J'obtins de l'accompagner comme dessinateur ; on me demanda
deux heures pour faire tous mes préparatifs de
voyage, c'est-à-dire acheter un pantalon de peau de
daim, deux chemises de laine, un revolver et une carabine,
et je m'embarquai sur le steamboat Iowa, au milieu d'une
cohue et d'un brouhaha des plus étourdissants.
Les nombreux amis des passagers nous accablaient d'une
grêle d'oranges et poussaient des hourras
frénétiques, les maures d'équipage
frappaient les matelots ivres, on se disputait et on jurait
en toutes sortes de langues de l'ancien et du nouveau monde,
au milieu des sifflements aigus et des grondements sourds de
notre puissante machine, dont la vapeur nous enveloppait
d'un nuage épais.
l'Iowa,
steamer sur le Missouri
On sait que
les steamboats américains ne ressemblent en rien aux
chétives embarcations de nos rivières. Ce sont
d'immenses constructions à 3 étages,
surmontées de 2 énormes cheminées, de
véritables caravansérails où le
voyageur trouve tout le luxe et le confortable d'un
hôtel de première classe. Aussi une dame de
Saint-Louis, voulant donner une haute idée d'une
maison meublée et décorée avec luxe,
disait : "C'est presque aussi beau qu'un steamboat
!"
Nous
étions 200 passagers environ, la plus grande partie
passagers d'entre pont, pauvres aventuriers engagés
pour un an à la Compagnie Américaine, qui fait
le commerce des pelleteries du Far-West. Il y avait des
types de tous les pays du monde : Parisiens barbus, les uns
victimes des évènements politiques, les autres
déserteurs de la colonie de Cabet ; Danois,
Allemands, Espagnols, Anglais, Irlandais, nègres,
mulâtres, Indiens et métis. Les plus nombreux,
cependant, étaient les Canadiens : doués d'une
constitution de fer, habitués aux voyages et aux
dangers, ce sont d'excellents chasseurs et des coureurs
d'aventures infatigables.
A la
chambre, nous avions trois géologues, un botaniste,
deux officiers de l'armée américaine et un
jeune prince allemand et sa suite.

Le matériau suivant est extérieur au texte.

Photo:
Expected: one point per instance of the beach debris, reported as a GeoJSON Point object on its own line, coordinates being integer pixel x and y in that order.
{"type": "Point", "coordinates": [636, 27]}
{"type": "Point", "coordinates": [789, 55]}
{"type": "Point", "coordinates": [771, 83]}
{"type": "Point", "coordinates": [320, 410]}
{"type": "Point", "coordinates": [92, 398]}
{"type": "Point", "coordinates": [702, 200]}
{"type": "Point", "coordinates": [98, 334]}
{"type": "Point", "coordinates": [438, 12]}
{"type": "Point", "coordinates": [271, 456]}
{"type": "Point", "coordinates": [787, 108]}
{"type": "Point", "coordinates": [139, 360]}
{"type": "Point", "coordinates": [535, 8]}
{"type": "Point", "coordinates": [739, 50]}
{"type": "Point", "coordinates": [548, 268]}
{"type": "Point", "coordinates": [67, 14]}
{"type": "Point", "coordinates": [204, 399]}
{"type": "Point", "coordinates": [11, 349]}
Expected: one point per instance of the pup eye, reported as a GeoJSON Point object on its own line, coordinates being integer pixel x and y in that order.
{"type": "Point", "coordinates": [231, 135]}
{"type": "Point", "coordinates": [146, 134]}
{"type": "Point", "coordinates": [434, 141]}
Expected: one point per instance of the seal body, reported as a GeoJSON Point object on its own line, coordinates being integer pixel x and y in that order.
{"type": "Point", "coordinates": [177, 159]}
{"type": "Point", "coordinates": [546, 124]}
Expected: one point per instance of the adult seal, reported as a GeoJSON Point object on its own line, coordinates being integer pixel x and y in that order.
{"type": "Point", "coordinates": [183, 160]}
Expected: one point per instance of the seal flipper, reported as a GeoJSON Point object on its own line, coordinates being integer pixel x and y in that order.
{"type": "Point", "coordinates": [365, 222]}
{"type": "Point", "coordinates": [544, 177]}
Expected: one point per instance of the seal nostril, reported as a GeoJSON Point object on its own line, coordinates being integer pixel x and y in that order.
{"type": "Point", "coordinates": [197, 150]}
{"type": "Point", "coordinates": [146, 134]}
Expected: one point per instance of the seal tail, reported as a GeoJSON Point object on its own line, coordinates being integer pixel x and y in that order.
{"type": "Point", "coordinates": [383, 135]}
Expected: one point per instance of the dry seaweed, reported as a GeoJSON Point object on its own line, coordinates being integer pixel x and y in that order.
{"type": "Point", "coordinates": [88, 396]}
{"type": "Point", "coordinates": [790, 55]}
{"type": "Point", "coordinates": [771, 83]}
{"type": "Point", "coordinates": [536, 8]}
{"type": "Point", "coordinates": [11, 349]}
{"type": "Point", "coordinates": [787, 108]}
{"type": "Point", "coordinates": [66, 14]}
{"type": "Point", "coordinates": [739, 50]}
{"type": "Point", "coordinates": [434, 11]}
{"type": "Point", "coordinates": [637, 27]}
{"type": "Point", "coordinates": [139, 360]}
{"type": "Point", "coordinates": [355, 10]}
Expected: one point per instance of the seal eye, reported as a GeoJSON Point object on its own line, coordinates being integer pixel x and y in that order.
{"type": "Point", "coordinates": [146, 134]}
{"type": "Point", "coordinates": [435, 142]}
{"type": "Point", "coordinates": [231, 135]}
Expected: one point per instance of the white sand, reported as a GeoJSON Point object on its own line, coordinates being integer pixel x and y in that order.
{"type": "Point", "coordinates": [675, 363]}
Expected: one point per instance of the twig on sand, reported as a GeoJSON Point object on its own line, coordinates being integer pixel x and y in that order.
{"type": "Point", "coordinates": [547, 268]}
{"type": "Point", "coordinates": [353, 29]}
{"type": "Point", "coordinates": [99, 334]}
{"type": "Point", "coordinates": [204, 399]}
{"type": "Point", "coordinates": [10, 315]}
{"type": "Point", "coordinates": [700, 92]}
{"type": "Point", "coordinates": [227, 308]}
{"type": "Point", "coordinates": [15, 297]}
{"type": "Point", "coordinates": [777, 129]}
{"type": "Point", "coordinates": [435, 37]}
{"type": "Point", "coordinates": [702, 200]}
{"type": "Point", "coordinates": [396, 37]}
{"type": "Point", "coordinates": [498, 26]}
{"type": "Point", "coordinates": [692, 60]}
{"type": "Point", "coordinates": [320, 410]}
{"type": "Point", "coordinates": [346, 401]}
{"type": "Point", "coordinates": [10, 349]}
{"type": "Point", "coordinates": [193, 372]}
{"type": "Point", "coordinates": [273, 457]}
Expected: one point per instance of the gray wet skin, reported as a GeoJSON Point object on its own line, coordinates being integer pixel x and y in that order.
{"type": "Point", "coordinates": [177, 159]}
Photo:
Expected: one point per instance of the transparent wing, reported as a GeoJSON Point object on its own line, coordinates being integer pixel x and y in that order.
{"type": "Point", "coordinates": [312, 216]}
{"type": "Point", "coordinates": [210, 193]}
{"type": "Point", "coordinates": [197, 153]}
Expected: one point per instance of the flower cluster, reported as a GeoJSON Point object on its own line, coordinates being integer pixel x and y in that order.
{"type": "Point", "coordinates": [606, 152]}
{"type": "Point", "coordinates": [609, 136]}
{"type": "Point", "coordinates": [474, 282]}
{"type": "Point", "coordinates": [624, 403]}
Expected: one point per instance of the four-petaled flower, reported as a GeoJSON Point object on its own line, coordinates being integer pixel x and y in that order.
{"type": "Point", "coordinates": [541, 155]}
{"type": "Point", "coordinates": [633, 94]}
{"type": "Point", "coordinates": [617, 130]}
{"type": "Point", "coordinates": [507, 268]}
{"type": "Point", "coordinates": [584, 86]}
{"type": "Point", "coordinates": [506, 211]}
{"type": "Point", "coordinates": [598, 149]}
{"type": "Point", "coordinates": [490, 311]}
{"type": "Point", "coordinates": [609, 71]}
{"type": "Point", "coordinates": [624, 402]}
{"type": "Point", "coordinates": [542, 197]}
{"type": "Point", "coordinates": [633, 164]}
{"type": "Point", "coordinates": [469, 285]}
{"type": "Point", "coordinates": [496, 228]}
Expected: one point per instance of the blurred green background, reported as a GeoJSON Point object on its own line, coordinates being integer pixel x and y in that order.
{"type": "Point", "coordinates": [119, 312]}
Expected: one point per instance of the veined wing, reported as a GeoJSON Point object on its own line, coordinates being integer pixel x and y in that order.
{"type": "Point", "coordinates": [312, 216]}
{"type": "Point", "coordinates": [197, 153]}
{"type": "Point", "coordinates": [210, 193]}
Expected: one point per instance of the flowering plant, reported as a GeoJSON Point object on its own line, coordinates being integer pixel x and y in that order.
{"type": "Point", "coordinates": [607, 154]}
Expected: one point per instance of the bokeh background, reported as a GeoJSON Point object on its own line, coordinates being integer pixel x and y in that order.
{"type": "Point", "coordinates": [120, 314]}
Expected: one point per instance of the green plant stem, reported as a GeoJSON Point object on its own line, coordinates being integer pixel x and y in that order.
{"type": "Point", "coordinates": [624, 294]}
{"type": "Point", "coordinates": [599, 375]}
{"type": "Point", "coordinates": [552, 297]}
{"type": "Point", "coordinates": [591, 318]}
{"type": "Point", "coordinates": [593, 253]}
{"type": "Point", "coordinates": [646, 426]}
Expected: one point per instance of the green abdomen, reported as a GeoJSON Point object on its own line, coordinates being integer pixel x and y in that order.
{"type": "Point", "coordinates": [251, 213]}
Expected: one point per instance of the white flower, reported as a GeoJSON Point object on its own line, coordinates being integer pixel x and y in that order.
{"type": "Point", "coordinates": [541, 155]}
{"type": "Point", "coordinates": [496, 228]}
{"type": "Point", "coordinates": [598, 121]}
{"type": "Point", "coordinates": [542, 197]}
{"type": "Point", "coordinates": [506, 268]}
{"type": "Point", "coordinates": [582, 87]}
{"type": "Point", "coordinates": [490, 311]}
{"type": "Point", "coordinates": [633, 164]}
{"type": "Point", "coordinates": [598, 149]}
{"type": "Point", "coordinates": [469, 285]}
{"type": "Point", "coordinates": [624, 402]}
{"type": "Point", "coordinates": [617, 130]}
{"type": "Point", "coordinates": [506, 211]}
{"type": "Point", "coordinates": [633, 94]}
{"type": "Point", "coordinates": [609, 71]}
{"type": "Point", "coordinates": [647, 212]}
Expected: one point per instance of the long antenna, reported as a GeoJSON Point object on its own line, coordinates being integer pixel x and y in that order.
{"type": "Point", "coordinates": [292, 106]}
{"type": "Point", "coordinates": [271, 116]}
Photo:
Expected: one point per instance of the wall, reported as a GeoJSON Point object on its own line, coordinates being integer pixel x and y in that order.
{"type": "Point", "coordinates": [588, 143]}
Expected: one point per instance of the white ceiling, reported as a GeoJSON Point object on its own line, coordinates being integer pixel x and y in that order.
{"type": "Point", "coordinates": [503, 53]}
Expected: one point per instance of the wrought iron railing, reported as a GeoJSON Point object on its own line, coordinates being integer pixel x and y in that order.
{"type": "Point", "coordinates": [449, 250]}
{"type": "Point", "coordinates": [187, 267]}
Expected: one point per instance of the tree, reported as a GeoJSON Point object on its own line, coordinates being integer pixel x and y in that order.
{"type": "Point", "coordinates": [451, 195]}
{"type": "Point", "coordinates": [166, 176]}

La race indienne y
était représentée par deux sauvagesses
pur sang, dont l'une, fille d'un chef Pied-Noir, et
mariée à un directeur de la Compagnie des
Fourrures, est bien connue dans le haut Missouri pour
l'heureuse influence qu'elle y exerce (...)
îles
flottantes du Missouri
(...)
Remontant péniblement contre un courant de 4 à
5 kilomètres à l'heure, nous passons devant
les coteaux de Gasconnade, remarquables par leurs beaux
rochers couverts de verdure ; puis viennent Jefferson-City,
la capitale du Missouri, et Indépendance, où
les Mormons, dans leur hégire, avaient établi
leur nouvelle Sion et d'où ils furent chassés
par les Missouriens.
Aujourd'hui
cette petite ville est encombrée d'émigrants
se rendant en Californie et un ferry-boat (bac) à
vapeur traverse continuellement le fleuve, transportant
d'une rive à l'autre une multitude de chariots, de
nombreux troupeaux de bufs et de chevaux, ainsi, que
des milliers d'émigrants, hommes, femmes et
enfants.
Après
un temps d'arrêt causé par de nombreuses
déceptions, une nouvelle épidémie de
fièvre d'or venait de se déclarer : les
fermiers vendaient leurs terres à vil prix, les
hommes de loi abandonnaient leur étude ;
négociants, ministres, presbytériens,
méthodistes ou baptistes, tous endossaient la chemise
de laine rouge et, le revolver à la ceinture, la
longue carabine sur l'épaule, ils s'acheminaient en
longues caravanes vers le nouvel Eldorado.
Les chariots
d'émigrants, recouverts d'une large toile, sont
arrangés à l'intérieur avec beaucoup
d'ordre et de propreté ; c'est une cabane roulante
que son propriétaire doit habiter pendant 6 ou 7
longs mois, et qu'il rend aussi confortable que
possible.
Les
pistolets et les carabines, arsenal indispensable à
l'aventurier du Far-West, sont accrochés aux parois
intérieures du chariot ; dans un coin est
attaché le poêle en fonte que l'on installe
à chaque campement, pour y cuire le biscuit.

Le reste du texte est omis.